After two turgid Test matches in Antigua and Barbados this series suddenly burst into life on the opening day of the decider in St George’s. A carnival took place off the field and a procession of wickets took place on it, until the unlikely pairing of Jack Leach and Saqib Mahmood changed the story completely.
At the close, as the band of steel drummers in the Junior Murray/Rawl Lewis Stand started to rest their weary wrists after three sessions of tropical rhythms, England had finally been bowled out for 204 when, with three balls remaining, Mahmood was castled by the part-time spin of Jermaine Blackwood one run short of a maiden half-century at any level.
It was heartbreaking for the No 11, who had combined with Leach, 41 from 141 deliveries, for a 10th wicket stand of 90 over 36 overs that had arrested an alarming collapse from those higher up the order and driven West Indies to distraction. The pair had fought their corner and hustled runs with impressive composure, Mahmood top-scoring for his side in the process.
Conditions had eased for the two tailenders in the final session, it must be said, certainly compared to the first two in which England subsided to 67 for seven after lunch, with six of the departed failing to reach double figures and Joe Root and Jonny Bairstow registering ducks. At that stage their hopes of registering a first series win here since 2004 were in strife.
This was a memorable opening day, played out in glorious sunshine and with good local support for a working day making for an engrossing atmosphere and a much-needed change of narrative on tour. The pitch started out offering seam movement, inconsistent bounce and, through a combination of the two, a reality check for the batters who felt good after filling their boots during the first two.
Root will have known things would be tricky when he lost the toss and Kraigg Brathwaite asked the visitors to bat while also announcing that his spinner, Veerasammy Permaul, had made way for Kyle Mayers; the thickset Barbadian is a batter but also a more than handy purveyor of medium-pace swing with knowledge of this ground from a previous time playing for the Leeward Islands.
It proved an instant masterstroke when Mayers entered the fray in the 11th over and, after struggling with his run-up initially, knocked over Zak Crawley and Root in a run of five maidens. The former drove loosely to cover and the latter nicked off to one that nipped a fraction. Having bemoaned the lack of pace in county cricket after the Ashes, Root had been nobbled by someone who would fit right in.

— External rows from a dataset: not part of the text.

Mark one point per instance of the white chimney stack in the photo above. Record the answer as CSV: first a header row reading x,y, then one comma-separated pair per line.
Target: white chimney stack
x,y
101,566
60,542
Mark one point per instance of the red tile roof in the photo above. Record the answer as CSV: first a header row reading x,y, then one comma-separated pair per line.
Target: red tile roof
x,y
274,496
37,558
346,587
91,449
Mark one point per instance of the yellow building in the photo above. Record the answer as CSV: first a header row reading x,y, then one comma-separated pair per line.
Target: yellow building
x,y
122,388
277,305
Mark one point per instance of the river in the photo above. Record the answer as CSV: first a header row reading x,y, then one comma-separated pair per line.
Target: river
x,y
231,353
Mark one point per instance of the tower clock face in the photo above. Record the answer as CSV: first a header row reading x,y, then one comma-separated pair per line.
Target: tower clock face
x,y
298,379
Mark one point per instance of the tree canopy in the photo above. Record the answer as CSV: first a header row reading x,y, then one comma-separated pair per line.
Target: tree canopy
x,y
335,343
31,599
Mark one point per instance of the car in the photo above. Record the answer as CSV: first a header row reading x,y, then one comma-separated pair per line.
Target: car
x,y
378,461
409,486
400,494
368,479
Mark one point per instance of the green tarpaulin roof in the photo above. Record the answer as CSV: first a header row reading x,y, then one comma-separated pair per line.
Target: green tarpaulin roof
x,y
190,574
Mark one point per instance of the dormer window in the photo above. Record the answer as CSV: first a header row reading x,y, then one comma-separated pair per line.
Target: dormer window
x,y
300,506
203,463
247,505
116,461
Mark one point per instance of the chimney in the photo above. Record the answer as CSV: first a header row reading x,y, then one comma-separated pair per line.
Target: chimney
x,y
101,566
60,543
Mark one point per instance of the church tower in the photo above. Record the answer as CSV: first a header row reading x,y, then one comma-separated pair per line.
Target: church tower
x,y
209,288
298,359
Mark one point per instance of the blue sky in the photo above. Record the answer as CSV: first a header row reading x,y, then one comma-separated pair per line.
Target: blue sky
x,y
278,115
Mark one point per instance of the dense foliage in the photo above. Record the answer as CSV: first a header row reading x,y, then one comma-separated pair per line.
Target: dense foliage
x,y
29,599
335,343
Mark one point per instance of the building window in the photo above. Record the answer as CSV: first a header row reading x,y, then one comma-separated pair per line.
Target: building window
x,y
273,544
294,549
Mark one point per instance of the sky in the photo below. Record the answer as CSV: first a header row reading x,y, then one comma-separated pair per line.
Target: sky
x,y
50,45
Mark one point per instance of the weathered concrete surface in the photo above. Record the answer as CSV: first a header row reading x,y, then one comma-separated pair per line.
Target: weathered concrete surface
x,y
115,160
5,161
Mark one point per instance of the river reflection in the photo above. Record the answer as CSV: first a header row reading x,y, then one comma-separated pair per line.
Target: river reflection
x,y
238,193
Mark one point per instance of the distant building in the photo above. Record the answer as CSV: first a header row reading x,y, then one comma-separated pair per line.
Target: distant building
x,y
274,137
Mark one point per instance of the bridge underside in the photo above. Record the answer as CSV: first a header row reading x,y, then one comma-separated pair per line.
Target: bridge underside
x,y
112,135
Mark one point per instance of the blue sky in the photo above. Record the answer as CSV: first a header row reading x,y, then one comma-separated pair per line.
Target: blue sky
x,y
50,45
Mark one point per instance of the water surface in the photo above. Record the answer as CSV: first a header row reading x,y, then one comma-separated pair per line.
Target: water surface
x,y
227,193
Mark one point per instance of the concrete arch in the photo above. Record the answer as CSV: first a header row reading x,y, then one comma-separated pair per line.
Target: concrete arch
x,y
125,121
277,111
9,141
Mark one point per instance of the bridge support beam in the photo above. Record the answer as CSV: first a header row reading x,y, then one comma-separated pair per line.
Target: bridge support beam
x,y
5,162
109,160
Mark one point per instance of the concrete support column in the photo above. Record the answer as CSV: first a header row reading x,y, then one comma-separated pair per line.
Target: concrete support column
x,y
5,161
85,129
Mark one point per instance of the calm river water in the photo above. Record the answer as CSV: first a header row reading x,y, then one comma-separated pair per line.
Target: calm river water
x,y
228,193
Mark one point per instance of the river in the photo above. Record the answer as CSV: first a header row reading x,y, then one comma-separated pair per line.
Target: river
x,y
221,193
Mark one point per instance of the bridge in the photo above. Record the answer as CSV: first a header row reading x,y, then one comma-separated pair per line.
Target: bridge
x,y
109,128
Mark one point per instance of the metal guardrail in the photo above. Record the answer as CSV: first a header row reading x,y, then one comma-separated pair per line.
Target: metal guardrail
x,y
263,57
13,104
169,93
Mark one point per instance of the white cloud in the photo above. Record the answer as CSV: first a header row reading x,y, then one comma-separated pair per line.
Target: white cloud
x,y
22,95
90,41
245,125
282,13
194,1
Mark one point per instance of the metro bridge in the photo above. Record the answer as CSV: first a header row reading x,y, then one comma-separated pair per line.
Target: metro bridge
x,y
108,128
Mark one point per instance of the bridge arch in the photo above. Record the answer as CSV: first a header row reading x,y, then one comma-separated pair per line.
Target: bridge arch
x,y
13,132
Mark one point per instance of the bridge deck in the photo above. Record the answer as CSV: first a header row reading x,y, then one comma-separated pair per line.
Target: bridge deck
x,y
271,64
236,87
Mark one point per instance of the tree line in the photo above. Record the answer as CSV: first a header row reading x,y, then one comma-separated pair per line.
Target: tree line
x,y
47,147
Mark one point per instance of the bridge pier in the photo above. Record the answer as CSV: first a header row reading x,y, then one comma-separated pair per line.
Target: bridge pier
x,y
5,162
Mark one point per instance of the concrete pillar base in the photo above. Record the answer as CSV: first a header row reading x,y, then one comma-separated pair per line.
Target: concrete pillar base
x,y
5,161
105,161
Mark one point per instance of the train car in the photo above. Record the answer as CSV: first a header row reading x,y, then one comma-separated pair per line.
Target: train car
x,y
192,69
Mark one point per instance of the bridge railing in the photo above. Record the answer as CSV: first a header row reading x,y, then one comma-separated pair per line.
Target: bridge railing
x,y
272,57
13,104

When the more frontline Jayden Seales returned for a second spell, the Trinidadian trapping Dan Lawrence in front for a plumb lbw on 10, England went into lunch on 46 for three and had a bit to chew over as a parade of dancers, stilt-walkers and costumed revellers suddenly began circulating the boundary’s edge to the delight of visitors and locals alike.
After this injection of calypso came the collapse, however, with England losing five wickets for 21 in the space of 12.1 overs – three coming with the score on 53 – as the West Indies pace attack feasted on their first opportunity all series to truly dominate. It was triggered initially by Alzarri Joseph, who cranked up his speeds beyond the 90mph mark to remove Ben Stokes caught and bowled and tickle the edge of Bairstow’s tepid defensive shot third ball.

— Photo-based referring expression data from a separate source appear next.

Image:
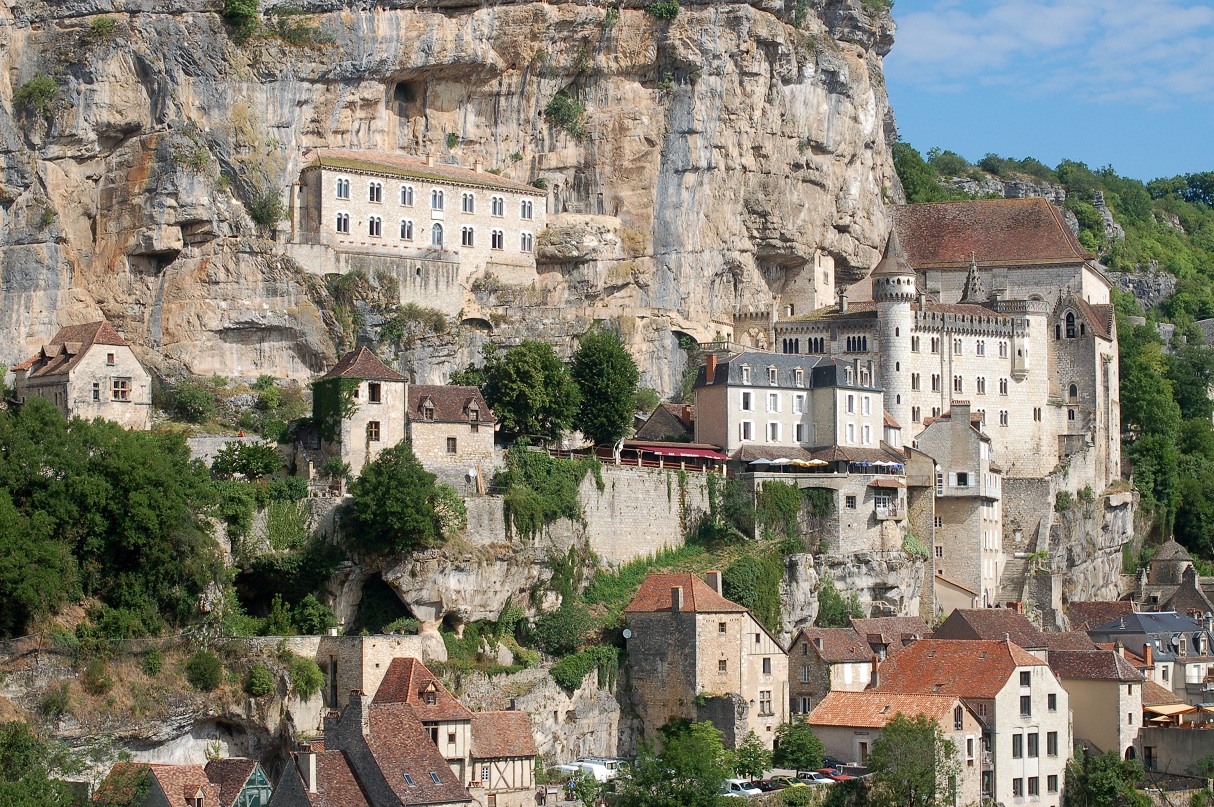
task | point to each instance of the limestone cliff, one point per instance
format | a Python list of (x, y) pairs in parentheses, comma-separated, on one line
[(722, 151)]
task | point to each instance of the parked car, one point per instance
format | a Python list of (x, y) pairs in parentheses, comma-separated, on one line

In between came the departure of Alex Lees who, after batting through the morning using the nous of a county pro in April, fell for 31 from 97 balls when edging behind off Kemar Roach. This was likely justice being served, Roach appearing to get his man the same way two balls earlier only to find his captain, Brathwaite, reluctant to review after burning his first two before lunch.
There was less uncertainty about the dismissal of Ben Foakes, bowled neck and crop by the returning Seales with one that lavishly jagged back in and trimmed the bails. But from here England’s fightback began to form, Chris Woakes and Craig Overton initially chiselling out a stand of 27 before the latter was bowled by Roach to see the tourists reach tea on 114 for eight.
Woakes, who has held his spot here because of Ollie Robinson’s fitness problems, had played his usual cool hand but lasted just two balls after the break. Seales repeated the trick that removed Foakes and likely persuaded his openers to start thinking about facing England’s new-ball attack.
Few could have predicted what was to come and in a series being played out by two lowly teams, mistakes were always possible. These duly came when lives were handed to Leach on 10, dropped at slip by Mayers, and when Mahmood was put down by the diving John Campbell at cover on 15.
The No 11 promptly launched the following delivery from Mayers for six and as the final session wore on, frustration grew for the hosts. England were never out of the match – as recently as 1897, Lord Hawke’s XI were bowled out for 138 on this island and still beat Grenada by an innings – but a challenge that at one stage looked as stiff as climbing the neighbouring hills had eased.